A: Through this project, I opened a full range of possibilities with mineral materials from the Atacama Desert that I intend to keep developing through different projects and collaborations. I am now starting to work with other kinds of mining waste, which is a massive problem in Chile. There are more than 700 tailings of waste produced during the extraction process; a mix of various minerals and toxic components. I am also looking into mineral pigments which can be found everywhere in the desert in different types of minerals and soils. I love working with colour on the surfaces I design, and the beauty of this is that you can make pigments out of something as simple as the most disregarded materials of all: soil.
A: There were many highlights during the period of this residency. Having the opportunity to work collaboratively with the other designers and curators was fantastic, as it really helped to question and challenge my own ideas and ways of engaging with the audience of the Museum. We worked on a couple of collaborative projects for the London Design Festival and a collaboration with Arper, which were great opportunities to expand our work as a team. But most of all, having the chance to see people interacting with my work once the exhibition opened was by far the most exciting experience of all. Exposing your work to such a large and varied audience in London is incredible and is something I never experienced before.
A: As a woman, I struggled during the first years of my career. It was difficult to find my voice and make a space on my own, especially coming from a country with strong gender inequality in professional and cultural dimensions and poor education in these matters at the time.

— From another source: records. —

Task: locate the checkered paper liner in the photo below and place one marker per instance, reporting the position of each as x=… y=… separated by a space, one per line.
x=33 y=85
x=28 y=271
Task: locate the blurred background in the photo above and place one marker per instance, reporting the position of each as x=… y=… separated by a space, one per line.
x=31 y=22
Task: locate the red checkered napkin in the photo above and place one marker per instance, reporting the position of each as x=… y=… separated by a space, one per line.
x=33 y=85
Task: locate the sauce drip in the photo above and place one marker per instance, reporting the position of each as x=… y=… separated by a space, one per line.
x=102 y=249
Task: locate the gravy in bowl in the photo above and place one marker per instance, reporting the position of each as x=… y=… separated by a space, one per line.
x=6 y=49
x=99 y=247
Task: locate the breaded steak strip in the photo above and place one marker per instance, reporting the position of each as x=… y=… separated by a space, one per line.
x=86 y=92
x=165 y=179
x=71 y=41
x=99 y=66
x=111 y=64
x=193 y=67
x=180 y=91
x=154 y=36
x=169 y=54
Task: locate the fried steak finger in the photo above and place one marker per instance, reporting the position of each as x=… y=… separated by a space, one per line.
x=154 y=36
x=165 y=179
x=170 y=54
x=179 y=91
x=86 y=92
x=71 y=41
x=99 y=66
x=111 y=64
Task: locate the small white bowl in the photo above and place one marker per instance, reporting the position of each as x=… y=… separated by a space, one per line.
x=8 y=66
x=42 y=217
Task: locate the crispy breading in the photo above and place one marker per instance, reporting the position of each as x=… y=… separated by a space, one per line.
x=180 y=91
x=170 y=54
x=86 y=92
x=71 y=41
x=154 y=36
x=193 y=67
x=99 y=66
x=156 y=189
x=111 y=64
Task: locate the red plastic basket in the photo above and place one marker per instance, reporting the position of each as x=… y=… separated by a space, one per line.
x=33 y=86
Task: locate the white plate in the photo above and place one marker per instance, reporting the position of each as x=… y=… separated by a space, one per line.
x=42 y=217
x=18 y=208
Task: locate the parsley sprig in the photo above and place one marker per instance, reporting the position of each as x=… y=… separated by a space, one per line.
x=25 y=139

After years of experience, I think it is crucial to feel confident about our creative power as female designers, and understand that our individual stories, personalities, memories, and relationships are also what makes us uniquely talented. This is something I always try to bring into my work, developing my ideas from a personal standpoint rather than hiding who I am or where I come from. Sadly, we are still living in a society shaped by discriminatory stereotypes and social blame on women, in which we can easily tend to feel guilty for things we shouldn’t and therefore insecure about ourselves, our capacities, and creative freedom. To succeed in art and design, we need to free up from that cultural insecurity. Design is about presenting new relationships with objects, materials, spaces, and people, and for that, we have to feel empowered to propose our vision of things from our experience of the world as women. We can bring new generations of design based on values that will help to build a more empathetic and sustainable future, so we must be out there shaping the ways we want to live through our own models of perception.